Chief ‘gloom and doomer’ Paul Farrell of Marketwatch.com says:
So don’t kid yourself folks, recent economic and market “ugliness and violence” not only won’t end soon, it’ll get meaner and meaner for years after 2012 elections … no matter who wins. Only a fool would believe that a new bull market will take off in 2013. Ain’t going to happen. That’s a Wall Street fantasy. Fall for that, and you’re delusional.
I don’t want to get into it with Mr. Farrell though I tend to almost always disagree with him, but for current retirees or for those investors fast approaching retirement, attention should be paid to his prediction and portfolios should be adjusted accordingly.
Young and the Restless
This column is not for the retirement crowd. It’s for those in their 30-40’s who have delayed planning for their retirement. And for them I say that their procrastination has the potential to be very profitable. What’s the old phrase; ‘It’s better to be lucky than good’? Well nothing could be truer for those who have delayed investing for the future. While markets may continue to drop, if you can invest in good, profitable companies or countries with strong economic fundamentals, and get them at a 20-30% discount, you are way ahead of the game.
Well what about Farrell you ask? Isn’t it true that the world doesn’t look so good economically right now? Well if you look at some recent data, things actually seem to be getting better. I am not saying that ‘happy days are here again’ but the sky isn’t falling.
Keep in mind that it wasn’t too long ago that everyone was predicting a double-dip recession. According to Daniel Gross at Yahoo Finance:
Take the broadest measure: GDP. After growing at a .4 percent annual rate in the first quarter and a 1.3 percent annual rate in the second quarter, the Commerce Department today gave its second answer on third quarter growth: 2.0 percent. That’s a downward revision from the previously reported figure, but it still represents a rising pace of growth — not a setting one. Macroeconomic Advisers, which provides real-time estimates of GDP growth, says the economy is growing at a 3.2 percent rate thus far in the fourth quarter.
Add to the mix September’s record exports, rising retail sales and a real estate market that appears to have bottomed, and maybe--just maybe--there is some light at the end of the tunnel.

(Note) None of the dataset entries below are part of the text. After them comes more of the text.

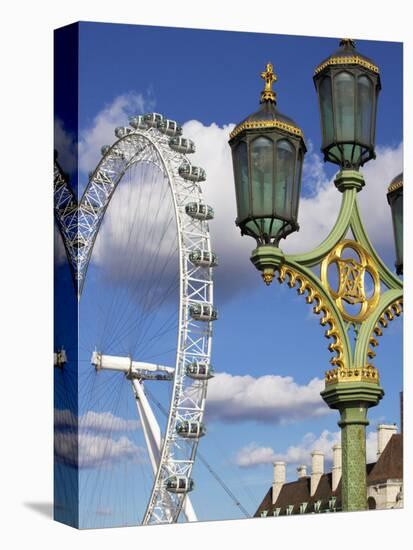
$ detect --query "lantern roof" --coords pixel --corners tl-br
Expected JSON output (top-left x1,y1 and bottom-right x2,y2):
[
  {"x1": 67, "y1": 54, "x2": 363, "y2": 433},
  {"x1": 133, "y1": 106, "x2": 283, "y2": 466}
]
[
  {"x1": 388, "y1": 172, "x2": 403, "y2": 194},
  {"x1": 229, "y1": 63, "x2": 305, "y2": 144},
  {"x1": 314, "y1": 38, "x2": 380, "y2": 78}
]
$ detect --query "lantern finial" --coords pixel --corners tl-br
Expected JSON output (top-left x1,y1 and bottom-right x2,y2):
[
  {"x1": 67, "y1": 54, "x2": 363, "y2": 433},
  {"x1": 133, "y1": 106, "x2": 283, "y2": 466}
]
[
  {"x1": 339, "y1": 38, "x2": 356, "y2": 49},
  {"x1": 260, "y1": 62, "x2": 277, "y2": 103}
]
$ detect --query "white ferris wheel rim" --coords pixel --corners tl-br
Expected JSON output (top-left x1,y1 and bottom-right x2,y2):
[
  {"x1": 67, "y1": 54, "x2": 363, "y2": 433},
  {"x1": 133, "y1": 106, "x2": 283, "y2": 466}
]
[{"x1": 53, "y1": 118, "x2": 215, "y2": 526}]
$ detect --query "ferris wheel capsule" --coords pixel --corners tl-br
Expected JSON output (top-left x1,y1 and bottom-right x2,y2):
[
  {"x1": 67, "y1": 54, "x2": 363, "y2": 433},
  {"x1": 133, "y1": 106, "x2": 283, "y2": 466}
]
[
  {"x1": 143, "y1": 112, "x2": 165, "y2": 127},
  {"x1": 115, "y1": 126, "x2": 134, "y2": 139},
  {"x1": 189, "y1": 303, "x2": 218, "y2": 321},
  {"x1": 185, "y1": 202, "x2": 214, "y2": 220},
  {"x1": 189, "y1": 250, "x2": 218, "y2": 267},
  {"x1": 158, "y1": 119, "x2": 183, "y2": 136},
  {"x1": 165, "y1": 476, "x2": 194, "y2": 494},
  {"x1": 176, "y1": 420, "x2": 206, "y2": 439},
  {"x1": 129, "y1": 115, "x2": 148, "y2": 130},
  {"x1": 101, "y1": 145, "x2": 111, "y2": 156},
  {"x1": 179, "y1": 164, "x2": 206, "y2": 182},
  {"x1": 169, "y1": 137, "x2": 196, "y2": 154},
  {"x1": 186, "y1": 361, "x2": 214, "y2": 380}
]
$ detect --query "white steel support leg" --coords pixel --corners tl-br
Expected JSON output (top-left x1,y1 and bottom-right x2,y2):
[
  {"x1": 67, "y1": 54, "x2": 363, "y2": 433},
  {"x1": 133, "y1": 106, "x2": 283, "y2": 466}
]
[
  {"x1": 131, "y1": 379, "x2": 197, "y2": 523},
  {"x1": 132, "y1": 379, "x2": 161, "y2": 472}
]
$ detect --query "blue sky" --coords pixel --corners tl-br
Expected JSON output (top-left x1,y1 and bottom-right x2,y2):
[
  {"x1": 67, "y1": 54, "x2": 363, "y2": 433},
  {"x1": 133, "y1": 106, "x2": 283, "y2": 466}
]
[{"x1": 54, "y1": 22, "x2": 403, "y2": 527}]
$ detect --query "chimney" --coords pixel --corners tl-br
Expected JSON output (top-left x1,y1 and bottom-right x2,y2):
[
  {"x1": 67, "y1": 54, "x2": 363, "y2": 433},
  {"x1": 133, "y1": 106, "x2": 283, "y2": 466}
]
[
  {"x1": 272, "y1": 461, "x2": 286, "y2": 504},
  {"x1": 297, "y1": 465, "x2": 307, "y2": 479},
  {"x1": 310, "y1": 450, "x2": 324, "y2": 496},
  {"x1": 332, "y1": 443, "x2": 342, "y2": 492},
  {"x1": 377, "y1": 424, "x2": 398, "y2": 458}
]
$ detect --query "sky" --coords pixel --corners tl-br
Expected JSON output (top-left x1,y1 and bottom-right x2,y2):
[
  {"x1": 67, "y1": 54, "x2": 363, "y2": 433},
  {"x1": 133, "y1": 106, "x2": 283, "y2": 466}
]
[{"x1": 54, "y1": 22, "x2": 403, "y2": 527}]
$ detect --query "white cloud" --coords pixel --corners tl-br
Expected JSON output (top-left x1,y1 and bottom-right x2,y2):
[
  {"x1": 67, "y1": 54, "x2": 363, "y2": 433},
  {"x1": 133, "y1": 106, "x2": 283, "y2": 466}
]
[
  {"x1": 54, "y1": 224, "x2": 68, "y2": 267},
  {"x1": 91, "y1": 164, "x2": 178, "y2": 299},
  {"x1": 205, "y1": 372, "x2": 328, "y2": 424},
  {"x1": 54, "y1": 118, "x2": 77, "y2": 176},
  {"x1": 284, "y1": 142, "x2": 403, "y2": 257},
  {"x1": 79, "y1": 92, "x2": 152, "y2": 174},
  {"x1": 54, "y1": 409, "x2": 144, "y2": 468},
  {"x1": 234, "y1": 428, "x2": 378, "y2": 469},
  {"x1": 54, "y1": 431, "x2": 145, "y2": 469},
  {"x1": 56, "y1": 93, "x2": 402, "y2": 301},
  {"x1": 54, "y1": 409, "x2": 140, "y2": 432},
  {"x1": 182, "y1": 121, "x2": 402, "y2": 300}
]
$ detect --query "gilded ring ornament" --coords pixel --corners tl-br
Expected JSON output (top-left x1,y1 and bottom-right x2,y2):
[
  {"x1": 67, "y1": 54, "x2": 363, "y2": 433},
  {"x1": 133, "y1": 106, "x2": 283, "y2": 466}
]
[{"x1": 320, "y1": 240, "x2": 380, "y2": 323}]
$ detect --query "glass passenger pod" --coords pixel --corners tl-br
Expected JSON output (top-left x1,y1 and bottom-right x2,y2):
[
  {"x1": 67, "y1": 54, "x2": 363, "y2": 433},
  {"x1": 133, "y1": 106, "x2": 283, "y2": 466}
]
[
  {"x1": 176, "y1": 421, "x2": 206, "y2": 438},
  {"x1": 158, "y1": 119, "x2": 183, "y2": 136},
  {"x1": 186, "y1": 361, "x2": 214, "y2": 380},
  {"x1": 129, "y1": 115, "x2": 148, "y2": 130},
  {"x1": 143, "y1": 112, "x2": 165, "y2": 127},
  {"x1": 188, "y1": 249, "x2": 218, "y2": 267},
  {"x1": 115, "y1": 126, "x2": 134, "y2": 139},
  {"x1": 169, "y1": 137, "x2": 196, "y2": 154},
  {"x1": 101, "y1": 145, "x2": 111, "y2": 156},
  {"x1": 189, "y1": 303, "x2": 218, "y2": 321},
  {"x1": 179, "y1": 164, "x2": 206, "y2": 182},
  {"x1": 185, "y1": 202, "x2": 214, "y2": 220},
  {"x1": 165, "y1": 476, "x2": 195, "y2": 494}
]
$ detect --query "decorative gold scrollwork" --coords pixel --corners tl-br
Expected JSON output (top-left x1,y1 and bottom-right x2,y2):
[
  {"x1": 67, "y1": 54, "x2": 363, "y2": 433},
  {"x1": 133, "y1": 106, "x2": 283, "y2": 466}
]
[
  {"x1": 277, "y1": 265, "x2": 345, "y2": 369},
  {"x1": 367, "y1": 299, "x2": 403, "y2": 361},
  {"x1": 325, "y1": 365, "x2": 380, "y2": 386},
  {"x1": 321, "y1": 240, "x2": 380, "y2": 323}
]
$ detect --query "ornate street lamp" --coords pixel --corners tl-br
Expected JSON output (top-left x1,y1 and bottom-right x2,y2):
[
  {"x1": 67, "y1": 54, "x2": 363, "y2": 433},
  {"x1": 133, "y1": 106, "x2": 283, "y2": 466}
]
[
  {"x1": 387, "y1": 172, "x2": 403, "y2": 275},
  {"x1": 313, "y1": 38, "x2": 381, "y2": 170},
  {"x1": 229, "y1": 41, "x2": 403, "y2": 514},
  {"x1": 229, "y1": 63, "x2": 306, "y2": 284}
]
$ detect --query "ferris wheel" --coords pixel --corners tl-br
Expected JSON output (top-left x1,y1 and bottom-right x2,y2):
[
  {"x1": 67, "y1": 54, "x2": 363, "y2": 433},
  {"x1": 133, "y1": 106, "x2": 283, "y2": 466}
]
[{"x1": 54, "y1": 112, "x2": 217, "y2": 526}]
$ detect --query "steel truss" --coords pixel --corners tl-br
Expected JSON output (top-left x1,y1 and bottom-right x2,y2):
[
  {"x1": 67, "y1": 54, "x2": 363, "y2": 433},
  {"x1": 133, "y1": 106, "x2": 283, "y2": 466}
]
[{"x1": 54, "y1": 120, "x2": 216, "y2": 525}]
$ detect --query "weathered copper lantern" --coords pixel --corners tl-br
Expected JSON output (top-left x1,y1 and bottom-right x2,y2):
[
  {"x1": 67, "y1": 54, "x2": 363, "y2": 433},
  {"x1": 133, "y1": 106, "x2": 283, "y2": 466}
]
[
  {"x1": 314, "y1": 39, "x2": 381, "y2": 169},
  {"x1": 229, "y1": 63, "x2": 306, "y2": 255}
]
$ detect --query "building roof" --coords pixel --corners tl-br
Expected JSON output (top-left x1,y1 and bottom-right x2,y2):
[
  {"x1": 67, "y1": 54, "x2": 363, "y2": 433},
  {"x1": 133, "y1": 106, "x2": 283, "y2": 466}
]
[
  {"x1": 368, "y1": 434, "x2": 403, "y2": 484},
  {"x1": 255, "y1": 434, "x2": 403, "y2": 517}
]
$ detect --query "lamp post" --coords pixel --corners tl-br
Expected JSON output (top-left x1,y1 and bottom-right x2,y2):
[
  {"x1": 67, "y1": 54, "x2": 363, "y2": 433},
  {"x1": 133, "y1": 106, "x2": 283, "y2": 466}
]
[
  {"x1": 229, "y1": 41, "x2": 403, "y2": 512},
  {"x1": 387, "y1": 173, "x2": 403, "y2": 275}
]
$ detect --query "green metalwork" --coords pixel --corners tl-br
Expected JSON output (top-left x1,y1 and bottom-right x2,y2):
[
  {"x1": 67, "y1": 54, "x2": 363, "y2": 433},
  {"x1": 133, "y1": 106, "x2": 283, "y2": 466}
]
[
  {"x1": 247, "y1": 170, "x2": 402, "y2": 512},
  {"x1": 230, "y1": 46, "x2": 402, "y2": 514},
  {"x1": 321, "y1": 383, "x2": 385, "y2": 511}
]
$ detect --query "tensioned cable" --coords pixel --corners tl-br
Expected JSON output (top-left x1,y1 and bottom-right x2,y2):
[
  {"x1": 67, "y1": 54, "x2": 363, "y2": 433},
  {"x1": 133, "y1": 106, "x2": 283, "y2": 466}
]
[{"x1": 144, "y1": 386, "x2": 251, "y2": 519}]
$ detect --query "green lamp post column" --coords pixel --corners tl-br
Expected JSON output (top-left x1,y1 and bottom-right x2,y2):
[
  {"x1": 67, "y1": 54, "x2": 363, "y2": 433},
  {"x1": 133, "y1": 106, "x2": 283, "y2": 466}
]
[
  {"x1": 321, "y1": 371, "x2": 384, "y2": 510},
  {"x1": 229, "y1": 41, "x2": 402, "y2": 513}
]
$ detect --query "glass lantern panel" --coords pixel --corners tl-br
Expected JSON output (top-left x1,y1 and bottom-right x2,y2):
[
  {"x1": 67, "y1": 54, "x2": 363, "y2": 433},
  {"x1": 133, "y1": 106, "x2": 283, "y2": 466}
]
[
  {"x1": 234, "y1": 141, "x2": 249, "y2": 221},
  {"x1": 334, "y1": 71, "x2": 355, "y2": 142},
  {"x1": 244, "y1": 218, "x2": 284, "y2": 242},
  {"x1": 292, "y1": 149, "x2": 303, "y2": 220},
  {"x1": 391, "y1": 193, "x2": 403, "y2": 269},
  {"x1": 276, "y1": 139, "x2": 295, "y2": 219},
  {"x1": 320, "y1": 76, "x2": 334, "y2": 146},
  {"x1": 251, "y1": 137, "x2": 273, "y2": 217},
  {"x1": 356, "y1": 75, "x2": 373, "y2": 145}
]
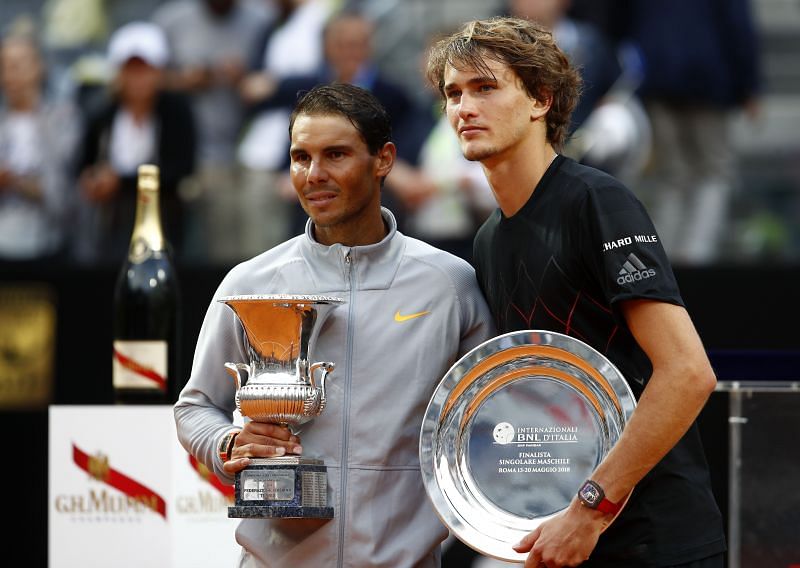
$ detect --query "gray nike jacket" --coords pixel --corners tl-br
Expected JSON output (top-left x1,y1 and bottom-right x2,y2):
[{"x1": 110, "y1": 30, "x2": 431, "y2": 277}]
[{"x1": 174, "y1": 208, "x2": 495, "y2": 567}]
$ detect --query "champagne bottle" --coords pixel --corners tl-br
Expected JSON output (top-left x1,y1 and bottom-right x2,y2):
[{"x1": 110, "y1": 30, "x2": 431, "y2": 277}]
[{"x1": 112, "y1": 164, "x2": 181, "y2": 404}]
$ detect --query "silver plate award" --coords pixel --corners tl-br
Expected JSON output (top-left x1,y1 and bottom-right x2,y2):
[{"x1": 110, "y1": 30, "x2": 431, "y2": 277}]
[{"x1": 420, "y1": 330, "x2": 636, "y2": 562}]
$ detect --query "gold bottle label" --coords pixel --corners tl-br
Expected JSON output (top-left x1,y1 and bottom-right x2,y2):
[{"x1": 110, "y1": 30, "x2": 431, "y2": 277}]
[{"x1": 128, "y1": 165, "x2": 165, "y2": 261}]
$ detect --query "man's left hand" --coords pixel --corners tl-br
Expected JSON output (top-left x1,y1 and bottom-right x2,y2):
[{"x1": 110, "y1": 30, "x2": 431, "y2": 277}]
[{"x1": 513, "y1": 499, "x2": 608, "y2": 568}]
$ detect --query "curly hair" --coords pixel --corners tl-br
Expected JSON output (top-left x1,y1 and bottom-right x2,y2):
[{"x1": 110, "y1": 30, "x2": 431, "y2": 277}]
[{"x1": 425, "y1": 16, "x2": 582, "y2": 149}]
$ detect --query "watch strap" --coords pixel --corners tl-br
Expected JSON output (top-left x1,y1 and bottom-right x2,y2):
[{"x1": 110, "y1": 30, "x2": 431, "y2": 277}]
[
  {"x1": 217, "y1": 430, "x2": 241, "y2": 463},
  {"x1": 578, "y1": 479, "x2": 622, "y2": 515},
  {"x1": 595, "y1": 495, "x2": 622, "y2": 515}
]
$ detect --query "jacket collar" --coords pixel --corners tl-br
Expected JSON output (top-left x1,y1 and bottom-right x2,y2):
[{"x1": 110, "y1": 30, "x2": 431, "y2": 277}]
[{"x1": 300, "y1": 207, "x2": 404, "y2": 292}]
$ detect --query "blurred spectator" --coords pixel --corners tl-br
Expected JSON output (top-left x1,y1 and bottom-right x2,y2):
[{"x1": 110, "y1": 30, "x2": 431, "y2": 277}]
[
  {"x1": 152, "y1": 0, "x2": 270, "y2": 264},
  {"x1": 379, "y1": 30, "x2": 495, "y2": 263},
  {"x1": 243, "y1": 9, "x2": 436, "y2": 235},
  {"x1": 624, "y1": 0, "x2": 762, "y2": 265},
  {"x1": 505, "y1": 0, "x2": 621, "y2": 132},
  {"x1": 0, "y1": 21, "x2": 80, "y2": 262},
  {"x1": 503, "y1": 1, "x2": 653, "y2": 190},
  {"x1": 40, "y1": 0, "x2": 111, "y2": 99},
  {"x1": 567, "y1": 0, "x2": 632, "y2": 45},
  {"x1": 239, "y1": 0, "x2": 332, "y2": 169},
  {"x1": 73, "y1": 21, "x2": 196, "y2": 265},
  {"x1": 236, "y1": 0, "x2": 333, "y2": 259},
  {"x1": 565, "y1": 81, "x2": 653, "y2": 187},
  {"x1": 403, "y1": 108, "x2": 496, "y2": 263},
  {"x1": 41, "y1": 0, "x2": 109, "y2": 51}
]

For younger investors this could be a great time to invest. Keep in mind that things could stay volatile for a while, and just because stocks are cheap doesn’t mean that they can’t get even cheaper, but for those with a long-term horizon, the risk may very well be worth the reward.
What to Do?
As I have mentioned many times there is no such thing as ‘one size fits all’ investing. Even young investors need to define goals and needs and invest accordingly. That being said, a portfolio that features both dividend producing stocks as well as a significant international exposure is a good approach. Stocks like Intel (INTC) which has amazingly actually appreciated this year, Johnson and Johnson (JNJ), Honeywell (HON) all fit the bill of solid companies with solid dividends above 3%. Brazil (EWZ) which is about to become the world’s 6th largest economy, has dropped 30% this year and with continued strong economic fundamentals looks like a potentially good investment.
I am not recommending running out and buy these specific issues, rather these are ideas and should be researched and analyzed how they fit into your financial profile. Steep market drops have historically provided investors with the courage to invest in great long-term opportunities. For those thinking about long-term investing, now may be the time to act.